Long before I wrote stories, I listened for stories. Listening for them is something more acute than listening to them. I suppose it’s an early form of participation in what goes on. Listening children know stories are there. When their elders sit and begin, children are just waiting and hoping for one to come out, like a mouse from its hole. — Eudora Welty, American author
Have you ever noticed how eager our children are to hear stories of our own childhood? It seems as if they yearn to know us as we were, before they existed. We are their “in the beginning,” their creation myths, even when (as in adoptive or blended families) we didn’t actually create them. They see us as adults, they see us as people who successfully got from there (childhood) to here (adulthood) and they are curious how it happened. What is the story of how I became grown? The Anne Sexton poem Lisa shared a few posts back reminds me of this – those moments of courage from our past are our story, the record of our hero journey.
c. Yanni Raftakis, Dreamstime.com |
In our house, the stories I most often tell of my own childhood and teen years have to do with “most embarrassing moments.” These are the stories that required social courage. In an era where physical courage is called upon less and social courage called upon more often, these are the hero tales I find myself telling. That they more often feature me failing in social courage makes them no less compelling for K. I try to inject these tales with as much comedy as possible, and make myself as much a figure of fun as possible, because how else to show that you can survive an embarrassment? Here I sit, alive and unscarred. Somehow I survived the infamous wetting-my-pants-in-the-snow story (there was steam), the blushful yesterday’s-underpants-creeping-out-from-the-cuff-of-my-jeans-at-school story, the cringe-worthy smelly-feet-during-play-rehearsal story. These and many others are requested again and again like sentimental ballads on an all-request radio station.
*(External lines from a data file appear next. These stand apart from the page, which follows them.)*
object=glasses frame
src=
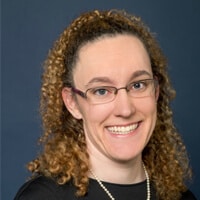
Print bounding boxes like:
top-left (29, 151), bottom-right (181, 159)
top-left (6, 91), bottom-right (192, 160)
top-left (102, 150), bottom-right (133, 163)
top-left (71, 78), bottom-right (158, 104)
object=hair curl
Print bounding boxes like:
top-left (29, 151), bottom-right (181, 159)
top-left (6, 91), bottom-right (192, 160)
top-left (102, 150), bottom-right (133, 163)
top-left (28, 10), bottom-right (191, 200)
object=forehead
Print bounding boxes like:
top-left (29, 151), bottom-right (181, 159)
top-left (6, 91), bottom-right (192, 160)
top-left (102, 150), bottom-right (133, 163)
top-left (73, 35), bottom-right (151, 85)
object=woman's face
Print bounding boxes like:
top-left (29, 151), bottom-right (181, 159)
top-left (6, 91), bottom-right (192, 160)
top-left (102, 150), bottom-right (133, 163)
top-left (63, 35), bottom-right (158, 163)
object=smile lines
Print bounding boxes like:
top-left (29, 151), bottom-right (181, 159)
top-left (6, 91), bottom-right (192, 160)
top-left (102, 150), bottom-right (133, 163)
top-left (107, 123), bottom-right (139, 135)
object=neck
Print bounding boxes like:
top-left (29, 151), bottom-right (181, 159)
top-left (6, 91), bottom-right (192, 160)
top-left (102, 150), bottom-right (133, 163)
top-left (89, 151), bottom-right (146, 184)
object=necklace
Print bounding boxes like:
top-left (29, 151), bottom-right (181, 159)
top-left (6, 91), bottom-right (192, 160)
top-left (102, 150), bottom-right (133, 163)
top-left (90, 163), bottom-right (151, 200)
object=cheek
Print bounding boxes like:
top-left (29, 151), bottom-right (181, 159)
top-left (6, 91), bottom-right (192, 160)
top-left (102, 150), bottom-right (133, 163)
top-left (81, 105), bottom-right (111, 125)
top-left (136, 97), bottom-right (157, 118)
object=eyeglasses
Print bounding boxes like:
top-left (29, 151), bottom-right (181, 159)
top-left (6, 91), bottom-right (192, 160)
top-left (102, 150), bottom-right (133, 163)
top-left (71, 79), bottom-right (158, 104)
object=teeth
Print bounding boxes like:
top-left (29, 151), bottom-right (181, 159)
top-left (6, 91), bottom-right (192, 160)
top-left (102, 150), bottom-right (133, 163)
top-left (108, 124), bottom-right (138, 134)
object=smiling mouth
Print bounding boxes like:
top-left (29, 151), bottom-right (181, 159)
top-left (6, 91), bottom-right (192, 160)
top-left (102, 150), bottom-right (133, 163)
top-left (107, 123), bottom-right (139, 135)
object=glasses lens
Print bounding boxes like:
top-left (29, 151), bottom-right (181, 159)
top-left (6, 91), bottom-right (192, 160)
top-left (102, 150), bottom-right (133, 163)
top-left (86, 86), bottom-right (116, 104)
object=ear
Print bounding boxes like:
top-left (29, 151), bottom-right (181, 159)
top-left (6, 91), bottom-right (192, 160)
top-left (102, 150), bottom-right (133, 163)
top-left (62, 87), bottom-right (82, 119)
top-left (155, 84), bottom-right (160, 102)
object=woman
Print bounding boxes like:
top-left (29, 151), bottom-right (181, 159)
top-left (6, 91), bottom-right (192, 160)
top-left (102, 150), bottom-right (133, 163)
top-left (15, 10), bottom-right (195, 200)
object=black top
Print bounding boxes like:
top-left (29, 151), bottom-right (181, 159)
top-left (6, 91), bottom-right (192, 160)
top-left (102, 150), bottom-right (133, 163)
top-left (14, 176), bottom-right (196, 200)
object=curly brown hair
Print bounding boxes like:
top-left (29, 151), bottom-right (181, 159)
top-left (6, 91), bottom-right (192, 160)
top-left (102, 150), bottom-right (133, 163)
top-left (28, 10), bottom-right (191, 200)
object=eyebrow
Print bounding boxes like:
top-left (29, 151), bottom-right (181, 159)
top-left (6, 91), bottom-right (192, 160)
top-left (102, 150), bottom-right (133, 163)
top-left (85, 70), bottom-right (152, 87)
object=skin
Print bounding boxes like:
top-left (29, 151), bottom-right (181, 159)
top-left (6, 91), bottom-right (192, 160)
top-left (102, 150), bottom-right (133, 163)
top-left (62, 35), bottom-right (158, 184)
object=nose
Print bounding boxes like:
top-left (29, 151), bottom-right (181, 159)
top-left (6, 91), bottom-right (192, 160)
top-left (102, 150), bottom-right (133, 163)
top-left (114, 88), bottom-right (136, 118)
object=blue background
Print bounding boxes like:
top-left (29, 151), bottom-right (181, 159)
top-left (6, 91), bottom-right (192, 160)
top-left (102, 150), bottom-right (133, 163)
top-left (0, 0), bottom-right (200, 200)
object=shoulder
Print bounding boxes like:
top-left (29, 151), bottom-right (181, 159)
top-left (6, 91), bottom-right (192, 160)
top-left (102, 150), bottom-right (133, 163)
top-left (181, 190), bottom-right (197, 200)
top-left (14, 176), bottom-right (75, 200)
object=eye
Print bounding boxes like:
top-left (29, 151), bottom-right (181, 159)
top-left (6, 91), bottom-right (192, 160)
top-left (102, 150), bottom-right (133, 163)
top-left (131, 80), bottom-right (147, 90)
top-left (90, 87), bottom-right (112, 96)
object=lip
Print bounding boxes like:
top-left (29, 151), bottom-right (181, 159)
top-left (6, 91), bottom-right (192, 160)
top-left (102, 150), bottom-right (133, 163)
top-left (106, 122), bottom-right (141, 135)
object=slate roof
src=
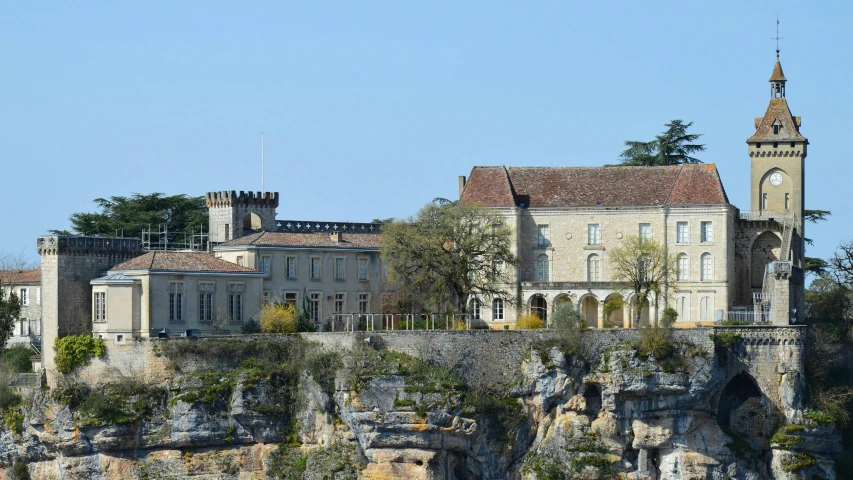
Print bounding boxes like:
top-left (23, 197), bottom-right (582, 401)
top-left (109, 251), bottom-right (257, 273)
top-left (220, 232), bottom-right (382, 249)
top-left (460, 164), bottom-right (729, 208)
top-left (747, 98), bottom-right (807, 142)
top-left (0, 268), bottom-right (41, 285)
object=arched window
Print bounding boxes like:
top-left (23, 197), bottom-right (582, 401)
top-left (492, 298), bottom-right (504, 320)
top-left (699, 297), bottom-right (714, 322)
top-left (536, 255), bottom-right (548, 282)
top-left (675, 297), bottom-right (690, 322)
top-left (676, 253), bottom-right (689, 280)
top-left (471, 298), bottom-right (480, 320)
top-left (586, 253), bottom-right (601, 282)
top-left (701, 253), bottom-right (714, 280)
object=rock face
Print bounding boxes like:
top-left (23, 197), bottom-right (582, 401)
top-left (0, 330), bottom-right (840, 480)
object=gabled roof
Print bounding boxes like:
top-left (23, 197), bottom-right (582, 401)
top-left (460, 164), bottom-right (728, 208)
top-left (747, 98), bottom-right (807, 143)
top-left (0, 268), bottom-right (41, 285)
top-left (109, 251), bottom-right (258, 273)
top-left (220, 232), bottom-right (382, 249)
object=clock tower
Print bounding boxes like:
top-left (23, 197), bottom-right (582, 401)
top-left (746, 50), bottom-right (809, 266)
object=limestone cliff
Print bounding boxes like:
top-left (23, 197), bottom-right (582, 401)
top-left (0, 329), bottom-right (840, 480)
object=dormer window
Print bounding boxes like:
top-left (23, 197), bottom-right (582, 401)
top-left (773, 118), bottom-right (782, 135)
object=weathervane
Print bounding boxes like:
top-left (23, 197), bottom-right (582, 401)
top-left (773, 13), bottom-right (785, 60)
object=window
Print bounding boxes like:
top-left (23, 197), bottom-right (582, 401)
top-left (699, 296), bottom-right (714, 322)
top-left (94, 292), bottom-right (107, 322)
top-left (260, 256), bottom-right (272, 277)
top-left (308, 292), bottom-right (320, 322)
top-left (536, 255), bottom-right (548, 282)
top-left (358, 258), bottom-right (367, 282)
top-left (675, 222), bottom-right (690, 243)
top-left (335, 258), bottom-right (346, 282)
top-left (640, 223), bottom-right (652, 242)
top-left (169, 282), bottom-right (184, 322)
top-left (492, 260), bottom-right (506, 280)
top-left (335, 293), bottom-right (347, 314)
top-left (284, 292), bottom-right (296, 308)
top-left (311, 257), bottom-right (320, 280)
top-left (538, 225), bottom-right (551, 247)
top-left (471, 298), bottom-right (481, 320)
top-left (358, 293), bottom-right (370, 313)
top-left (586, 223), bottom-right (601, 245)
top-left (586, 253), bottom-right (601, 282)
top-left (284, 257), bottom-right (296, 280)
top-left (198, 283), bottom-right (215, 322)
top-left (702, 222), bottom-right (714, 243)
top-left (492, 298), bottom-right (504, 320)
top-left (701, 253), bottom-right (713, 280)
top-left (675, 253), bottom-right (689, 280)
top-left (228, 284), bottom-right (243, 323)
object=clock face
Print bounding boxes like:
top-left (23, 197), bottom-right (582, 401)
top-left (770, 172), bottom-right (782, 186)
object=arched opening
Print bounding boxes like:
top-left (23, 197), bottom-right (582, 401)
top-left (581, 295), bottom-right (598, 328)
top-left (583, 383), bottom-right (601, 418)
top-left (717, 372), bottom-right (770, 450)
top-left (530, 295), bottom-right (548, 323)
top-left (243, 212), bottom-right (263, 231)
top-left (750, 232), bottom-right (782, 288)
top-left (554, 293), bottom-right (572, 307)
top-left (604, 294), bottom-right (625, 328)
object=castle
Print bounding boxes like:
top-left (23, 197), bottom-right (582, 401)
top-left (1, 53), bottom-right (808, 376)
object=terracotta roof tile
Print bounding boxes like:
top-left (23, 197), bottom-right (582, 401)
top-left (110, 251), bottom-right (257, 273)
top-left (221, 232), bottom-right (382, 249)
top-left (462, 165), bottom-right (728, 208)
top-left (0, 268), bottom-right (41, 284)
top-left (747, 98), bottom-right (806, 142)
top-left (459, 167), bottom-right (514, 207)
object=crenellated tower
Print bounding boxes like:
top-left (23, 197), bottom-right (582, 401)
top-left (205, 190), bottom-right (278, 244)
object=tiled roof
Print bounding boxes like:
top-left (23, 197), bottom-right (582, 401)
top-left (221, 232), bottom-right (382, 249)
top-left (747, 98), bottom-right (806, 142)
top-left (110, 251), bottom-right (257, 273)
top-left (770, 58), bottom-right (788, 82)
top-left (0, 268), bottom-right (41, 285)
top-left (460, 164), bottom-right (728, 208)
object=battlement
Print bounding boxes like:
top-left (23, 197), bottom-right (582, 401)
top-left (36, 235), bottom-right (142, 255)
top-left (204, 190), bottom-right (278, 208)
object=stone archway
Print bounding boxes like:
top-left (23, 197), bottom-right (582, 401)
top-left (530, 294), bottom-right (548, 324)
top-left (749, 232), bottom-right (782, 288)
top-left (717, 372), bottom-right (772, 450)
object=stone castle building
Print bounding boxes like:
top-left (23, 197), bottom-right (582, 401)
top-left (5, 51), bottom-right (808, 376)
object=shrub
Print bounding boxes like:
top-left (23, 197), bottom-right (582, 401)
top-left (53, 335), bottom-right (106, 373)
top-left (260, 303), bottom-right (299, 333)
top-left (515, 314), bottom-right (544, 330)
top-left (3, 346), bottom-right (33, 373)
top-left (551, 302), bottom-right (586, 331)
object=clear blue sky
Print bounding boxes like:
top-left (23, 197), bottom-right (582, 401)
top-left (0, 0), bottom-right (853, 266)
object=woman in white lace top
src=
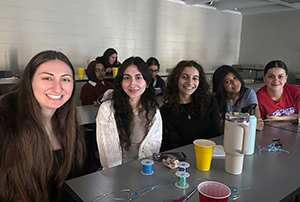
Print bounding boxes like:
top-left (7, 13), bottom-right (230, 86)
top-left (96, 57), bottom-right (162, 169)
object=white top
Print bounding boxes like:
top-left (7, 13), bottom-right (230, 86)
top-left (96, 100), bottom-right (162, 169)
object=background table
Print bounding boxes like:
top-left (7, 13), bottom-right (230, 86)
top-left (265, 120), bottom-right (300, 133)
top-left (65, 125), bottom-right (300, 202)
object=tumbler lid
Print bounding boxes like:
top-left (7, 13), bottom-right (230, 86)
top-left (225, 112), bottom-right (250, 123)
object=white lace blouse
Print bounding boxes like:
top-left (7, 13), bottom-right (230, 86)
top-left (96, 100), bottom-right (162, 169)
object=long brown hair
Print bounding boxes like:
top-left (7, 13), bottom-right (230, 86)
top-left (0, 50), bottom-right (85, 202)
top-left (112, 57), bottom-right (158, 150)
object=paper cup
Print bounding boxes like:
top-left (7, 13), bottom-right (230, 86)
top-left (198, 181), bottom-right (231, 202)
top-left (194, 139), bottom-right (216, 171)
top-left (77, 68), bottom-right (84, 79)
top-left (112, 67), bottom-right (118, 78)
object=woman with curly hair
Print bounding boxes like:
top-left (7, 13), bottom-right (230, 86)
top-left (80, 59), bottom-right (114, 105)
top-left (96, 57), bottom-right (162, 169)
top-left (0, 50), bottom-right (85, 202)
top-left (213, 65), bottom-right (264, 130)
top-left (160, 60), bottom-right (221, 151)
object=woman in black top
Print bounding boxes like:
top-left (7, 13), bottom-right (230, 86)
top-left (160, 60), bottom-right (221, 151)
top-left (96, 48), bottom-right (121, 75)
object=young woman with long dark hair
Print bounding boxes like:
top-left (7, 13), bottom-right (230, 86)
top-left (0, 51), bottom-right (85, 202)
top-left (96, 57), bottom-right (162, 169)
top-left (160, 60), bottom-right (221, 151)
top-left (213, 65), bottom-right (264, 130)
top-left (257, 60), bottom-right (300, 121)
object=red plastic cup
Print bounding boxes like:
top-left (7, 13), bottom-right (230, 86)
top-left (198, 181), bottom-right (231, 202)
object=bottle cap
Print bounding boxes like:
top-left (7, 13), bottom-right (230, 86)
top-left (241, 103), bottom-right (257, 116)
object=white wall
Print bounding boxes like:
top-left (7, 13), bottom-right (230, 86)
top-left (0, 0), bottom-right (242, 73)
top-left (239, 10), bottom-right (300, 83)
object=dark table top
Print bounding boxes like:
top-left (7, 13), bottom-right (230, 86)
top-left (65, 125), bottom-right (300, 202)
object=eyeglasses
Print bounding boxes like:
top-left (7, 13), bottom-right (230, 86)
top-left (149, 69), bottom-right (158, 73)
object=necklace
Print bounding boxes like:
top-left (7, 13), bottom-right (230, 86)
top-left (180, 105), bottom-right (192, 120)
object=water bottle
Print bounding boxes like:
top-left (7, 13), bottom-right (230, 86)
top-left (242, 104), bottom-right (257, 155)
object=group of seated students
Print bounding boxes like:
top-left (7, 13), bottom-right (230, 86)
top-left (0, 50), bottom-right (300, 202)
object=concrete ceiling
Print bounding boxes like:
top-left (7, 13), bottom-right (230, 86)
top-left (172, 0), bottom-right (300, 15)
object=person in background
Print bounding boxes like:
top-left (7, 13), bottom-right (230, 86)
top-left (256, 60), bottom-right (300, 121)
top-left (213, 65), bottom-right (264, 130)
top-left (146, 57), bottom-right (165, 96)
top-left (96, 48), bottom-right (121, 75)
top-left (160, 60), bottom-right (221, 151)
top-left (80, 59), bottom-right (113, 105)
top-left (96, 57), bottom-right (162, 169)
top-left (0, 50), bottom-right (85, 202)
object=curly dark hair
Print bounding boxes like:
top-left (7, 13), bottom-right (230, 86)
top-left (112, 57), bottom-right (158, 151)
top-left (164, 60), bottom-right (214, 114)
top-left (213, 65), bottom-right (247, 118)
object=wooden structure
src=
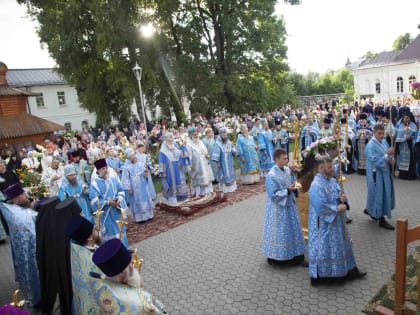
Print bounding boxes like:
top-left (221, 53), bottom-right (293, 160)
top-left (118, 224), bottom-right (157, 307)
top-left (0, 62), bottom-right (64, 151)
top-left (375, 219), bottom-right (420, 315)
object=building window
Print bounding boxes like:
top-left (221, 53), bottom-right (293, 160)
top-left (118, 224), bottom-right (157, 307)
top-left (57, 91), bottom-right (66, 106)
top-left (35, 93), bottom-right (45, 108)
top-left (397, 77), bottom-right (404, 93)
top-left (64, 121), bottom-right (71, 131)
top-left (375, 79), bottom-right (381, 94)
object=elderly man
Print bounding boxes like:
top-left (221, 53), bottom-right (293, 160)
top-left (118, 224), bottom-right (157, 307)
top-left (308, 156), bottom-right (366, 285)
top-left (41, 157), bottom-right (64, 197)
top-left (71, 151), bottom-right (91, 186)
top-left (186, 127), bottom-right (214, 197)
top-left (58, 165), bottom-right (94, 223)
top-left (211, 127), bottom-right (237, 193)
top-left (121, 148), bottom-right (154, 223)
top-left (364, 124), bottom-right (395, 230)
top-left (236, 124), bottom-right (260, 185)
top-left (91, 239), bottom-right (166, 315)
top-left (136, 141), bottom-right (156, 200)
top-left (64, 216), bottom-right (101, 314)
top-left (158, 132), bottom-right (188, 203)
top-left (89, 159), bottom-right (128, 247)
top-left (262, 149), bottom-right (308, 267)
top-left (106, 148), bottom-right (123, 178)
top-left (0, 183), bottom-right (41, 306)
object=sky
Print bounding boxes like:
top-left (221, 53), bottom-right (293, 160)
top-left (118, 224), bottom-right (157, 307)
top-left (0, 0), bottom-right (420, 74)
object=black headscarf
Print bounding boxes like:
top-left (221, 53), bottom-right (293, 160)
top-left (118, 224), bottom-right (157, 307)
top-left (36, 197), bottom-right (81, 315)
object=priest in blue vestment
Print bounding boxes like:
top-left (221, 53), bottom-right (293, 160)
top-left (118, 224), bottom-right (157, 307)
top-left (58, 164), bottom-right (94, 223)
top-left (158, 132), bottom-right (188, 204)
top-left (71, 151), bottom-right (91, 186)
top-left (89, 159), bottom-right (128, 247)
top-left (236, 124), bottom-right (260, 185)
top-left (273, 119), bottom-right (289, 154)
top-left (64, 216), bottom-right (101, 314)
top-left (211, 127), bottom-right (237, 193)
top-left (258, 118), bottom-right (274, 175)
top-left (262, 149), bottom-right (308, 267)
top-left (395, 110), bottom-right (417, 180)
top-left (121, 148), bottom-right (154, 222)
top-left (90, 239), bottom-right (167, 315)
top-left (308, 156), bottom-right (366, 285)
top-left (0, 183), bottom-right (41, 306)
top-left (364, 124), bottom-right (395, 230)
top-left (353, 113), bottom-right (373, 175)
top-left (295, 119), bottom-right (319, 151)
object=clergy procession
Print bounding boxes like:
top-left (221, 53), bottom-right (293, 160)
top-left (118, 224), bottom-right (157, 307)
top-left (0, 92), bottom-right (420, 314)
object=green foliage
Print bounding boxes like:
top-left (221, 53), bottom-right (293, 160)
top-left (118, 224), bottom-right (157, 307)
top-left (18, 0), bottom-right (300, 123)
top-left (288, 68), bottom-right (354, 99)
top-left (392, 33), bottom-right (413, 50)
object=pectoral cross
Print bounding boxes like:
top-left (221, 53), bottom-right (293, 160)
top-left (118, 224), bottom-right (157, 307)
top-left (93, 205), bottom-right (103, 234)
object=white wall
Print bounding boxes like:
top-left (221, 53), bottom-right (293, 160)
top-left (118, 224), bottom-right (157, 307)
top-left (28, 85), bottom-right (96, 130)
top-left (353, 62), bottom-right (420, 100)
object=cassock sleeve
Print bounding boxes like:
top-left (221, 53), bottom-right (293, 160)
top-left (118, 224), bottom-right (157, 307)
top-left (309, 181), bottom-right (338, 223)
top-left (265, 175), bottom-right (288, 207)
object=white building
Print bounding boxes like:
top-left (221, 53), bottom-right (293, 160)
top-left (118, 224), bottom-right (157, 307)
top-left (352, 35), bottom-right (420, 100)
top-left (7, 68), bottom-right (96, 130)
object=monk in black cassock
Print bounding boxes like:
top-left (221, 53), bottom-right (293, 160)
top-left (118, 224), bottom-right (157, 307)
top-left (36, 197), bottom-right (81, 315)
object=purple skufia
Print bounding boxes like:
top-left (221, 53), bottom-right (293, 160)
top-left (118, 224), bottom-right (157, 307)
top-left (0, 305), bottom-right (30, 315)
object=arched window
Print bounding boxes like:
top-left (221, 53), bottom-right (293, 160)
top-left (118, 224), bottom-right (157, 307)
top-left (408, 75), bottom-right (416, 85)
top-left (375, 79), bottom-right (381, 94)
top-left (397, 77), bottom-right (404, 93)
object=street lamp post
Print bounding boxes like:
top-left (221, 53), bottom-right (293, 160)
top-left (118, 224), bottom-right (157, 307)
top-left (133, 62), bottom-right (148, 142)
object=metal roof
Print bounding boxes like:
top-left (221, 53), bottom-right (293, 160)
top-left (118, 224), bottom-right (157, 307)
top-left (359, 50), bottom-right (401, 68)
top-left (0, 113), bottom-right (65, 139)
top-left (358, 35), bottom-right (420, 69)
top-left (396, 35), bottom-right (420, 61)
top-left (0, 85), bottom-right (39, 96)
top-left (6, 68), bottom-right (67, 87)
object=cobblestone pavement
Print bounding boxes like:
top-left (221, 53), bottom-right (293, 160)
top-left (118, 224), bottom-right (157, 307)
top-left (0, 175), bottom-right (420, 315)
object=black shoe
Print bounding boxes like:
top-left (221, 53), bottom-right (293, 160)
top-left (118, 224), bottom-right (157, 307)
top-left (379, 218), bottom-right (395, 231)
top-left (298, 260), bottom-right (309, 268)
top-left (311, 278), bottom-right (320, 286)
top-left (363, 209), bottom-right (378, 221)
top-left (346, 267), bottom-right (367, 280)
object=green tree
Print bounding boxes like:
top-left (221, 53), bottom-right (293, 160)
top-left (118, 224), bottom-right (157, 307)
top-left (17, 0), bottom-right (299, 123)
top-left (392, 33), bottom-right (413, 50)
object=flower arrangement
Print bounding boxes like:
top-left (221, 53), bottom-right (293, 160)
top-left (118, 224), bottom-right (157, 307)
top-left (16, 165), bottom-right (48, 200)
top-left (302, 136), bottom-right (337, 158)
top-left (410, 82), bottom-right (420, 100)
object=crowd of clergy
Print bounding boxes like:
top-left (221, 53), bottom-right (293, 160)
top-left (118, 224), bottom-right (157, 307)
top-left (0, 100), bottom-right (420, 314)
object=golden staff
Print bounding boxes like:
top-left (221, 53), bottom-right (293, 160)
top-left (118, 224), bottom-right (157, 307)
top-left (117, 208), bottom-right (127, 240)
top-left (292, 121), bottom-right (302, 189)
top-left (133, 248), bottom-right (144, 273)
top-left (388, 107), bottom-right (395, 177)
top-left (334, 124), bottom-right (348, 239)
top-left (10, 290), bottom-right (26, 308)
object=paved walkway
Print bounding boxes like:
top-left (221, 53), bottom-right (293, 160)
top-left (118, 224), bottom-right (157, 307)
top-left (0, 175), bottom-right (420, 315)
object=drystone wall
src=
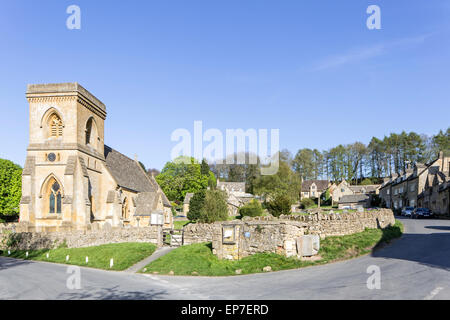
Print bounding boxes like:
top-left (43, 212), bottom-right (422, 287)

I am commanded to tell these stories not just to my daughter, but to audiences of her friends as if they were edge-of –the-seat war stories of near misses on the front lines. The fact is that’s what they are. I think any parent could search their past for their most embarrassing stories and tell them with relish – slather them with juicy detail and groaning laments. Their cheerful willingness to share them is proof enough that the battle can be won and the hero can survive to tell the tale. “Some day, my child, you shall have a hearty laugh over this,” may be a difficult pill to swallow in the moment, but the stories will be reassuring evidence that it is true.